The election is generally considered to be set for Oct. 19, 2015, under the Conservatives' fixed election law, although there is wiggle room. But Prime Minister Stephen Harper told Bloomberg News Wednesday that he considers that date to be set in stone.
Harper will go to Rideau Hall Sunday or Monday to ask Gov. Gen. David Johnston to dissolve Parliament.
The Conservatives have sent out invitations to supporters for a rally in Montreal Sunday night. Harper is likely to head to Toronto after that.
Rumours about possible dates have swirled around Ottawa in recent weeks, partly because of a change in electoral law thought to benefit the Conservative Party.
Until last year, the spending limits were set no matter the length of a campaign, the minimum amount of time for which is 37 days (with voting day falling on the 37th day). But the Conservatives' Fair Elections Act provided for the parties' $25-million limits to be increased if the campaign is longer than 37 days: for each additional day the limit is increased by 1/37th, or an extra $675,000.
Candidates get an additional $2,700 a day to add to their usual limit of approximately $100,000.
'Don't speculate on my own actions'
Dropping the writ more than 11 weeks before voting day will make it the longest campaign in modern history. The previous longest campaign was a 74-day one in 1926.
Harper's interview with Bloomberg raised some eyebrows for the prime minister's assertion that he doesn't "speculate" on what he will do in the future. That came in response to Bloomberg's question about the election timing — a decision which rests entirely with the prime minister.

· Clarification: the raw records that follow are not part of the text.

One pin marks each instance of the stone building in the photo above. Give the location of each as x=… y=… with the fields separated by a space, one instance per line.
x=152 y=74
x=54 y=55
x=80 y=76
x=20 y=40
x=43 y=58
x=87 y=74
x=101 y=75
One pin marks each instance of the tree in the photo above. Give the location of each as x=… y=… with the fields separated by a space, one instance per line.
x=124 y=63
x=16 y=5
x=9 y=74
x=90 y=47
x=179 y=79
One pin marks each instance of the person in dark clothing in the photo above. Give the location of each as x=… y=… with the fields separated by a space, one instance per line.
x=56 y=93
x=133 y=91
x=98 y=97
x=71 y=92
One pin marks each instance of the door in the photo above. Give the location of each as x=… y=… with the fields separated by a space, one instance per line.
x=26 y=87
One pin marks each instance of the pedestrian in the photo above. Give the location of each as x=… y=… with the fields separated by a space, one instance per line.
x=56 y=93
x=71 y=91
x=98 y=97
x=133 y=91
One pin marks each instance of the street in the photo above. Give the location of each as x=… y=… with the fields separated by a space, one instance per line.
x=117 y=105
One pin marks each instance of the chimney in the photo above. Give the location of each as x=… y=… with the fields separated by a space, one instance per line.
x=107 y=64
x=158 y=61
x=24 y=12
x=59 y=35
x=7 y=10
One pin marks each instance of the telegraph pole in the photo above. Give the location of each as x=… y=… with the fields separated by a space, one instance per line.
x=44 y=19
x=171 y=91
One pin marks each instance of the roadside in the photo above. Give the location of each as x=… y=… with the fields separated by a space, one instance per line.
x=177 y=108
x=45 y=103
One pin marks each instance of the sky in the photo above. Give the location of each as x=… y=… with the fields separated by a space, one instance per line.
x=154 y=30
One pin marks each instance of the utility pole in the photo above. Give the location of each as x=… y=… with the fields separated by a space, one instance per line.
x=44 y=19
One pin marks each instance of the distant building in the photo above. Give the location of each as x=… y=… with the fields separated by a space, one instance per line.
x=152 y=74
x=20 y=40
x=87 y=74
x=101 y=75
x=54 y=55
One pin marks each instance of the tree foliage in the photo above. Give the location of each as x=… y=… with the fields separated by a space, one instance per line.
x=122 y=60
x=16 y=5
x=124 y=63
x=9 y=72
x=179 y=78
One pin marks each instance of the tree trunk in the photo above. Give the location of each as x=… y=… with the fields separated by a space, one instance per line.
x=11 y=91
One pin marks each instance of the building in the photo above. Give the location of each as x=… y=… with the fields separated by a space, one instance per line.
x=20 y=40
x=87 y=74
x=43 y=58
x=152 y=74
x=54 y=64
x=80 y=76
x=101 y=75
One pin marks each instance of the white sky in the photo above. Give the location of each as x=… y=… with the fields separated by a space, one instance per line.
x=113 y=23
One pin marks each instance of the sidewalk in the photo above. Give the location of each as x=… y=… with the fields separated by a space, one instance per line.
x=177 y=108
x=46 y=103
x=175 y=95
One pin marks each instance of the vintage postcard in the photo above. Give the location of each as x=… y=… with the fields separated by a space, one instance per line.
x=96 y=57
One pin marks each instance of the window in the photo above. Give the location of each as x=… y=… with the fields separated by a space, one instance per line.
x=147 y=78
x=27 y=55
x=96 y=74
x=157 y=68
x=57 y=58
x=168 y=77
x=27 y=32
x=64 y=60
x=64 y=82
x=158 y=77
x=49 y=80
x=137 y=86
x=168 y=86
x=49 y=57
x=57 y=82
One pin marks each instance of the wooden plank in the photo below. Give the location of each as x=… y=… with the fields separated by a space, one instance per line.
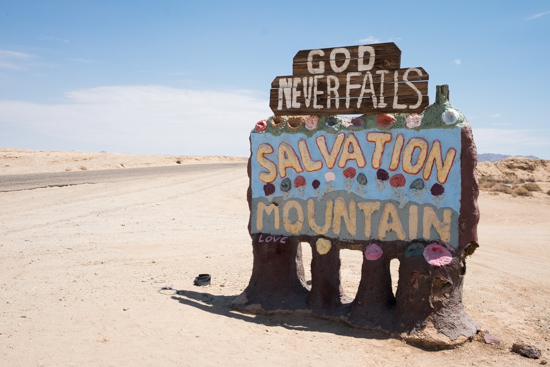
x=386 y=56
x=389 y=89
x=367 y=105
x=382 y=49
x=376 y=78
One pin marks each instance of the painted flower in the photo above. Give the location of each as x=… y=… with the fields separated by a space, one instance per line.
x=417 y=184
x=260 y=126
x=437 y=255
x=418 y=188
x=295 y=122
x=382 y=175
x=349 y=172
x=316 y=184
x=299 y=181
x=361 y=182
x=277 y=122
x=356 y=123
x=300 y=184
x=398 y=180
x=269 y=189
x=384 y=120
x=311 y=122
x=437 y=189
x=450 y=116
x=331 y=122
x=330 y=176
x=373 y=252
x=413 y=120
x=286 y=185
x=323 y=246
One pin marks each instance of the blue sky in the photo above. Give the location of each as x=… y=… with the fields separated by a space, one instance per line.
x=182 y=77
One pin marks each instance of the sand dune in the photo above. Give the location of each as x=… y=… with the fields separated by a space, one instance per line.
x=82 y=267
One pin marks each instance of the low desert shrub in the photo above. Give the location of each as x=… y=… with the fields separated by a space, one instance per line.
x=486 y=185
x=520 y=191
x=499 y=187
x=531 y=186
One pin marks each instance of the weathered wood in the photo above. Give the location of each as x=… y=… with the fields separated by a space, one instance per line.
x=358 y=77
x=366 y=106
x=304 y=92
x=386 y=56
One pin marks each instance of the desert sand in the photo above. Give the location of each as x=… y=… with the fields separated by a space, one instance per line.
x=82 y=267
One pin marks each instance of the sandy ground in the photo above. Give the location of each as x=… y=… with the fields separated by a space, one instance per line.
x=81 y=267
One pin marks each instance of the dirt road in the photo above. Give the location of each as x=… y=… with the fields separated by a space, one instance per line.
x=81 y=266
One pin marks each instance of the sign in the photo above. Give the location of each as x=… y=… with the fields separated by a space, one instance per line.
x=401 y=184
x=350 y=80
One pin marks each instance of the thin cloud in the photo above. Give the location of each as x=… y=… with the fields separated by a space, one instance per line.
x=513 y=141
x=140 y=119
x=85 y=61
x=14 y=60
x=538 y=15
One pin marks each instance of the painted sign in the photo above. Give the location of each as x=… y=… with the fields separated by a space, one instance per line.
x=392 y=184
x=350 y=80
x=396 y=182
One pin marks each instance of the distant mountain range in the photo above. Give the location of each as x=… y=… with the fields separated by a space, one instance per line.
x=492 y=157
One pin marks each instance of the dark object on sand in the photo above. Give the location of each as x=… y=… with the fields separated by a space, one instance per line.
x=526 y=350
x=202 y=280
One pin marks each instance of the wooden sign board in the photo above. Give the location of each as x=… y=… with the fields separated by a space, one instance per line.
x=350 y=80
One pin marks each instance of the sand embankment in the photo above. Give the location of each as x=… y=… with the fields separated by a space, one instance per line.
x=82 y=265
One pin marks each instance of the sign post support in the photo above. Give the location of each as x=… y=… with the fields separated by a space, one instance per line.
x=396 y=182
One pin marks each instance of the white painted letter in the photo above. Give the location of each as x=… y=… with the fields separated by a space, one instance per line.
x=361 y=51
x=381 y=104
x=406 y=79
x=321 y=68
x=344 y=66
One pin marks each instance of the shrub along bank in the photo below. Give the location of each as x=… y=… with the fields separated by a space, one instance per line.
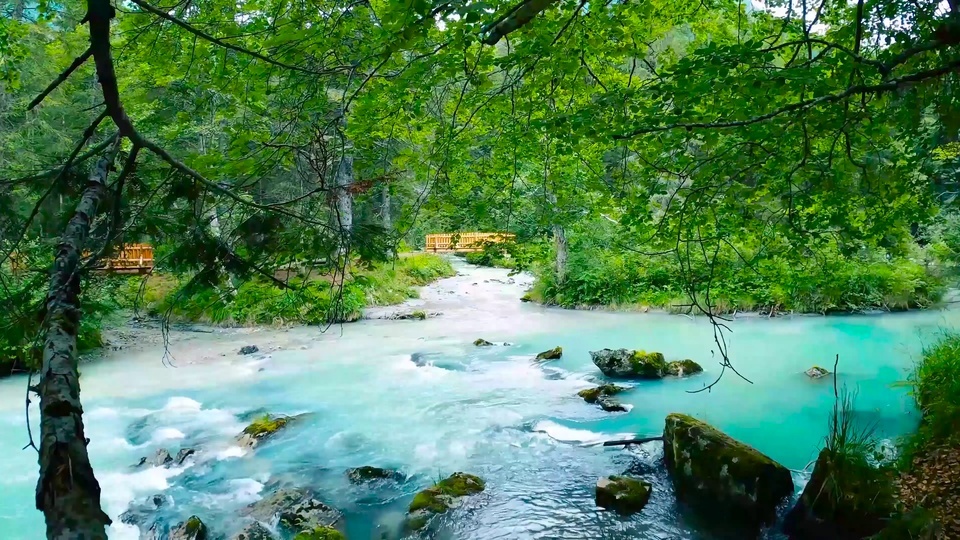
x=306 y=300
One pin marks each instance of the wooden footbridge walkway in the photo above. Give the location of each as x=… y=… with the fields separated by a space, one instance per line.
x=463 y=242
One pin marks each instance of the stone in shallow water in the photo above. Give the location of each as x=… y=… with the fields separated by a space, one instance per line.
x=682 y=368
x=625 y=363
x=816 y=372
x=191 y=529
x=552 y=354
x=366 y=473
x=591 y=395
x=622 y=494
x=440 y=497
x=716 y=474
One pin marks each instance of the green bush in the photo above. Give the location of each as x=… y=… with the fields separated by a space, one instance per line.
x=936 y=387
x=306 y=300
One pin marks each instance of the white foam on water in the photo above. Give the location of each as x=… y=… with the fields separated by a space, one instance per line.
x=230 y=453
x=120 y=489
x=181 y=404
x=572 y=435
x=167 y=434
x=242 y=491
x=121 y=531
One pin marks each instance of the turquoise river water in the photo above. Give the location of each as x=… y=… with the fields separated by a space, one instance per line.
x=489 y=411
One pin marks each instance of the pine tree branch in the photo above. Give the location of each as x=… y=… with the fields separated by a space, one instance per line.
x=60 y=78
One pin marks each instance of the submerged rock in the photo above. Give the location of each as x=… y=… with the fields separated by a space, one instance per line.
x=622 y=494
x=682 y=368
x=364 y=474
x=610 y=405
x=553 y=354
x=254 y=531
x=845 y=498
x=295 y=509
x=192 y=529
x=320 y=533
x=591 y=395
x=261 y=429
x=183 y=454
x=816 y=372
x=440 y=497
x=713 y=472
x=625 y=363
x=162 y=457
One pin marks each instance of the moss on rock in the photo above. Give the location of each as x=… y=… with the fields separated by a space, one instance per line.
x=846 y=497
x=681 y=368
x=440 y=497
x=648 y=365
x=622 y=494
x=712 y=472
x=591 y=395
x=552 y=354
x=320 y=533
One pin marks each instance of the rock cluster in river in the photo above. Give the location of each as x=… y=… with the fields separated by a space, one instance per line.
x=263 y=428
x=442 y=496
x=361 y=475
x=602 y=396
x=846 y=497
x=714 y=473
x=622 y=494
x=551 y=354
x=628 y=364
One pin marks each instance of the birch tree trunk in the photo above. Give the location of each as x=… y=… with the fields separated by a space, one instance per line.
x=68 y=494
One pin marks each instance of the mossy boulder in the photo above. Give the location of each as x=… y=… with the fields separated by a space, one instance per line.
x=816 y=372
x=682 y=368
x=321 y=533
x=361 y=475
x=552 y=354
x=263 y=428
x=713 y=473
x=622 y=494
x=610 y=404
x=191 y=529
x=254 y=531
x=591 y=395
x=628 y=364
x=846 y=497
x=442 y=496
x=295 y=510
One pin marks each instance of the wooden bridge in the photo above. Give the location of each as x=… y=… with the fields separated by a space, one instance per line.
x=463 y=242
x=130 y=259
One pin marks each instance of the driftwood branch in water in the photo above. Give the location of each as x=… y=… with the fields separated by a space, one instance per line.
x=633 y=441
x=68 y=494
x=516 y=18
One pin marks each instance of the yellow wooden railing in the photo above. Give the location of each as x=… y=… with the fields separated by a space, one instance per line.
x=463 y=242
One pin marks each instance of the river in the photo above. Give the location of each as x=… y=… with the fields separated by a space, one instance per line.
x=489 y=411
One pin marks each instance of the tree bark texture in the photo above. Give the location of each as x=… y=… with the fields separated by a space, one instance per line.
x=68 y=494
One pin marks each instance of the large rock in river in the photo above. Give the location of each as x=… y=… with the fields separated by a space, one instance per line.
x=713 y=472
x=442 y=496
x=846 y=498
x=622 y=494
x=295 y=510
x=625 y=363
x=191 y=529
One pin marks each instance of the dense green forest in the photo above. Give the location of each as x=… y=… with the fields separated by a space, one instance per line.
x=283 y=158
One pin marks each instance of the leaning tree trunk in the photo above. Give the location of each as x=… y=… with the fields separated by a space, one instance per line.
x=68 y=494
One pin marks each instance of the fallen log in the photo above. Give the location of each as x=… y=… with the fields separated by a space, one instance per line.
x=633 y=441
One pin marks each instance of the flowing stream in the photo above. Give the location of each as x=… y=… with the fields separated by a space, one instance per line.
x=419 y=397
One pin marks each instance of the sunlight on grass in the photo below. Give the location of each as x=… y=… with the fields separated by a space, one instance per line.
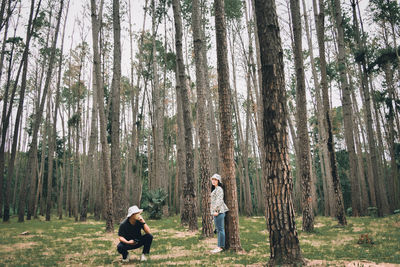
x=66 y=242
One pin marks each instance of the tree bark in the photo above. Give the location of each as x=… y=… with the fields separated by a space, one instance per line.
x=198 y=44
x=304 y=170
x=320 y=22
x=227 y=145
x=347 y=110
x=375 y=177
x=119 y=199
x=96 y=20
x=189 y=190
x=284 y=242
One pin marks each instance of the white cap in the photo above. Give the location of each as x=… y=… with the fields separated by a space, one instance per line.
x=216 y=176
x=132 y=210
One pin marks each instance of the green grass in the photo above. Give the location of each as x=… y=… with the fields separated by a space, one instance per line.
x=66 y=242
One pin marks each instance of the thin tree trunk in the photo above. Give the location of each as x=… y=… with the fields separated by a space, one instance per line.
x=284 y=242
x=375 y=178
x=24 y=181
x=304 y=170
x=347 y=110
x=96 y=20
x=120 y=204
x=198 y=43
x=227 y=145
x=189 y=192
x=319 y=21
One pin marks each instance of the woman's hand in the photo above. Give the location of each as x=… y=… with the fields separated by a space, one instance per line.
x=140 y=219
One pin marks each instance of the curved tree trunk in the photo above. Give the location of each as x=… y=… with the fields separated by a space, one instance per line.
x=227 y=145
x=119 y=202
x=284 y=242
x=304 y=170
x=189 y=190
x=320 y=22
x=96 y=20
x=347 y=110
x=198 y=43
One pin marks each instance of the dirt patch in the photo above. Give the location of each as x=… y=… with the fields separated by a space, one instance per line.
x=358 y=229
x=312 y=243
x=349 y=263
x=16 y=246
x=175 y=252
x=175 y=233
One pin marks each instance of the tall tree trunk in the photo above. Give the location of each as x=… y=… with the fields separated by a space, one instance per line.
x=227 y=145
x=304 y=170
x=189 y=190
x=375 y=178
x=53 y=134
x=347 y=110
x=158 y=178
x=24 y=181
x=320 y=22
x=212 y=125
x=243 y=144
x=360 y=159
x=394 y=177
x=323 y=150
x=198 y=44
x=120 y=205
x=284 y=242
x=133 y=161
x=96 y=20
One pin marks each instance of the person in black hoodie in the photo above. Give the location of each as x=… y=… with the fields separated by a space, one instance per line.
x=130 y=235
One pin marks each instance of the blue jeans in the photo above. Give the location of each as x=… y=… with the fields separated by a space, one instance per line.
x=219 y=225
x=145 y=241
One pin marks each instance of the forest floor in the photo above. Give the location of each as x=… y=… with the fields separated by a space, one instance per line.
x=69 y=243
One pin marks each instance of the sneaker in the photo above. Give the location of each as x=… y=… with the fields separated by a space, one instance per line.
x=216 y=250
x=143 y=258
x=126 y=259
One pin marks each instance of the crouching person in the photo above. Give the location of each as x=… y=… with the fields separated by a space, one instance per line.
x=130 y=235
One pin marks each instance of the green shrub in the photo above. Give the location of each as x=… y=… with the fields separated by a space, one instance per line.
x=349 y=211
x=373 y=211
x=153 y=202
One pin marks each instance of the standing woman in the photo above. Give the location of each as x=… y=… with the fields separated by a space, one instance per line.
x=218 y=209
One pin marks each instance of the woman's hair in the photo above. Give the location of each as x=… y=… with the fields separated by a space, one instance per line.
x=213 y=187
x=136 y=215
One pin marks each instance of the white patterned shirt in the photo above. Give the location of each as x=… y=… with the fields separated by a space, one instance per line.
x=217 y=201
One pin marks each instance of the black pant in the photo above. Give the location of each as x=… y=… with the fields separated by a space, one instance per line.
x=144 y=241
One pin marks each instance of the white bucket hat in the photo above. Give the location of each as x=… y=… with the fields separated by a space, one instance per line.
x=216 y=176
x=133 y=210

"I don't speculate, and I particularly don't speculate on my own actions.... Obviously, there is an important decision coming up for Canadians [on] Oct. 19," Harper said.
The first leaders' debate will fall in the first week of the campaign. The debate hosted by Maclean's magazine was already set for Thursday, Aug. 6 in Toronto, but hadn't been intended to fall during the campaign.
The campaign's timing could also mean Harper will be more available than usual to reporters and members of the public at the same time that his former chief of staff, Nigel Wright, takes the stand at the trial of Mike Duffy on Aug. 12. Duffy faces charges of fraud and breach of trust related to his time as a Conservative senator. He left the caucus to sit as an independent during the RCMP investigation into his expense claims.
Duffy and two other senators, Patrick Brazeau and Pamela Wallin, were suspended from the Senate during the investigation. The writ drop, however, dissolves the current session of Parliament and will result in the suspensions being lifted.